The Last Olympic Neighbourhood – Merville

As a key media outlet for the 2010 Olympics, the Daily Gumboot is excited to bring you our “Olympics Neighbourhoods” series. Here’s how it works: each week, Managing Editor, Kurt Heinrich, and Editor-in-Chief, John will profile a different Vancouver neighbourhood with a specific focus on things that might interest out-of-town visitors who arrive in The Couve for the Olympics. We will do this between now and the 2010 Olympic Games in Vancouver and the story will be told be the Gumboot’s editors asking and answering the five questions below. These are the straight goods that you can’t get from VANOC, the Ministry of Tourism or the City of Vancouver. Let’s get to it!



1. Where is this neighbourhood exactly, and how do I get there?

JOHN: Merville is a mysterious and secret neighbourhood that exists between the West End and Stanley Park. Few Vancouverites have ever truly found this hidden gem of a community. Unfortunately, it is unreachable by public transit, although a quick hike or bike ride through some of Merville’s amazing trails will get you into the community’s heart in no time at all!

KURT: If you want a real answer, I’d suggest typing in Courtenay, BC into Google maps. Then go a little into the bush and presto, you’re there.

2. Why should a tourist/traveler be interested in it?

KURT: My favorite part about Merville is the streams. I can remember several happy occasions where I had the opportunity to A) float down them and B) dive underneath the rocks and through carved holes in the riverbed. No, I’m not on acid. There is such a place and its called Nymph Falls.

JOHN: The Merville General Store is probably one of the coolest, most eclectic places in Vancouver. Colourful local characters who never, ever leave this hidden community pull up a bar stool and engage as many tourists and newcomers as possible in conversations that run the gamut from inspiring to downright weird. Merville also yields spectacular beeches, lush pastures and forests, as well as one of the most diverse mushroom populations in Coastal British Columbia. Finally, it’s the gumboot capital of Canada, which may or may not have inspired a couple of editors back at the beginning of this project.

3. What good and/or unique things are there to eat?

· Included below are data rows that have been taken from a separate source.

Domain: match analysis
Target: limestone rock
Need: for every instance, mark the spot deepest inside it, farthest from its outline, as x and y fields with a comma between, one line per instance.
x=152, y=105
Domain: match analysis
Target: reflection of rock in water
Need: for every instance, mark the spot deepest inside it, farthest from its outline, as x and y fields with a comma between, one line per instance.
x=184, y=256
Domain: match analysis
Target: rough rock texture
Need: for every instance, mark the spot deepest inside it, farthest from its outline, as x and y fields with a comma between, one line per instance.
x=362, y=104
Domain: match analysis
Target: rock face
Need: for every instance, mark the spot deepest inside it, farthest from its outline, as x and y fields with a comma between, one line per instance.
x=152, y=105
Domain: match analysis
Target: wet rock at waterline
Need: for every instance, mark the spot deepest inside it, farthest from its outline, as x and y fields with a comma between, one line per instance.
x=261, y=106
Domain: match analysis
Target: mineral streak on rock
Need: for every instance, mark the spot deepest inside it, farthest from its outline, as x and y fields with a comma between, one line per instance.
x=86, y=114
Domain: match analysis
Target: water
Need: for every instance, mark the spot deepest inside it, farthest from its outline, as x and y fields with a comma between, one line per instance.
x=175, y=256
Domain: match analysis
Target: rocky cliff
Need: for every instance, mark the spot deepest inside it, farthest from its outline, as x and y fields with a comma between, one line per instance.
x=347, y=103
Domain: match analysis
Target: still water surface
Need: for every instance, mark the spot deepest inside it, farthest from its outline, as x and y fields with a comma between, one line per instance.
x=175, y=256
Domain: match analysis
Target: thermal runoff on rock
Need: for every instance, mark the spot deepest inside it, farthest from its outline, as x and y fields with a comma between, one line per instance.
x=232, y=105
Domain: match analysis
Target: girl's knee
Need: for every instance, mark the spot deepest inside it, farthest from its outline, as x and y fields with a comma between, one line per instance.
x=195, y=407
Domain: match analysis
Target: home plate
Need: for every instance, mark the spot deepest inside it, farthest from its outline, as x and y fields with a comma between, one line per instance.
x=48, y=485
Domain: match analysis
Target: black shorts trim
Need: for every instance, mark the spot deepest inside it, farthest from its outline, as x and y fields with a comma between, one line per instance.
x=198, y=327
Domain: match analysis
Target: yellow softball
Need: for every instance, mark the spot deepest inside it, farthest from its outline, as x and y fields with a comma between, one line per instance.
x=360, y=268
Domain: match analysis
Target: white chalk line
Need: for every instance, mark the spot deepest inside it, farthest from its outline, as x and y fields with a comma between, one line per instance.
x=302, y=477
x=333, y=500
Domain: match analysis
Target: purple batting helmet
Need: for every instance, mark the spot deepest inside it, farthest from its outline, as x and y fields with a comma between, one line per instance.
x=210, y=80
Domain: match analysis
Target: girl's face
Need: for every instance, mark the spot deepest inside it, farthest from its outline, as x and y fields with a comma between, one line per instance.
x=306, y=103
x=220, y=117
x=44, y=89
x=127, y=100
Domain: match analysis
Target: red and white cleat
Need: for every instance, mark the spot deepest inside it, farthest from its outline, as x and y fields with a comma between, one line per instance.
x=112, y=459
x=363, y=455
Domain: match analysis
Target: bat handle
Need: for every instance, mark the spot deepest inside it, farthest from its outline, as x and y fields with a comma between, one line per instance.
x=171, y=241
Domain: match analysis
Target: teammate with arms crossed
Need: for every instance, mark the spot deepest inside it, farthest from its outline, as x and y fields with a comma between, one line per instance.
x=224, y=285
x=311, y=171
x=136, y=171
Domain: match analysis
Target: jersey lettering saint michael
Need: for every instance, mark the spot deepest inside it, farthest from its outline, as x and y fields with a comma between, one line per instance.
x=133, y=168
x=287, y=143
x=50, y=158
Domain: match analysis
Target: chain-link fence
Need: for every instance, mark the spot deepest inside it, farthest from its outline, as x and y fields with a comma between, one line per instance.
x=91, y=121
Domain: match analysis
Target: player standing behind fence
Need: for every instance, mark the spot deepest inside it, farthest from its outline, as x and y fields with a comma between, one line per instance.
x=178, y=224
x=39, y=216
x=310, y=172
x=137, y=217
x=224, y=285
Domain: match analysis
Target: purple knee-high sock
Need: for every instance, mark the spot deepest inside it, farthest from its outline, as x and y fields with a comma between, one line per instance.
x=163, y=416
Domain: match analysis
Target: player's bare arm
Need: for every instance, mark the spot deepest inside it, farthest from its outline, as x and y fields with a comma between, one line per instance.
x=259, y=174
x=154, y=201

JOHN: As I said before, there are mushrooms galore! But if fungus isn’t for you, I recommend sampling some other amazing treats from the 100% local bounty of Merville. A lot of people here live off the grid (and some don’t like strangers shooting film on their porches, apparently), so their diet consists of truly local beef (we saw two or three cows during our trip), chickens and other fowl, pigs, goats, sheep, small-to-medium-sized-rodents, shellfish and non-shellfish, and a wide variety of roots, tubers and berries. The culinary highlight was probably stumbling across a gentleman who was harvesting some winter squash that he was planning to serve with heaping portions of rabbit stew. Yum yum!

KURT: Another great place to check out is the Atlas. Make sure you order their chicken focaccia sandwich. And also make sure you bring an appetite. John once finished second in an international hot dog eating contest (at least that’s what he tells me) and he still has trouble eating the whole sandwich.

4. What can I do for fun in this neighbourhood.

JOHN: Merville has one of the weirdest community traditions I’ve ever seen in my travels – which include history books, television shows and face-to-face adventures around the world. The locals love to rock fight. I don’t know how to explain it more simply, other than to write this: find someone else in the ‘hood and throw rocks at that person. Typically, the first rock is a warning shot and might not actually hit the person. After that, it’s game on! Like I said, it’s weird.

5. What are your three favourite things about Merville?

1) It’s a real place. If you’re only in town for a few more days, forget the Olympics and try to find Merville. This unique, hidden and quaint little community has a lot to offer and is a once-in-a-lifetime place to visit. In exchange for my telling you the community’s location I would accept hockey tickets. It’s worth it. Trust me.

2) Adventure. Whether it’s getting in a rock fight, evading curmudgeony locals or careening through a breathtaking forest, Merville has all sorts of spectacular outdoor sights to experience in a myriad of different ways.

3) Olympic Spirit. Did you know that 100% of Mervillians support the Olympics? Also, Canadian Hockey Defenseman, Brent Seabrook is actually from the tiny Stanley Park hamlet of Merville! True story. Before moving to Delta/Tswwassen, Mr. Seabrook honed his hockey skills by shooting rocks against trees with his grandfather’s hockey stick.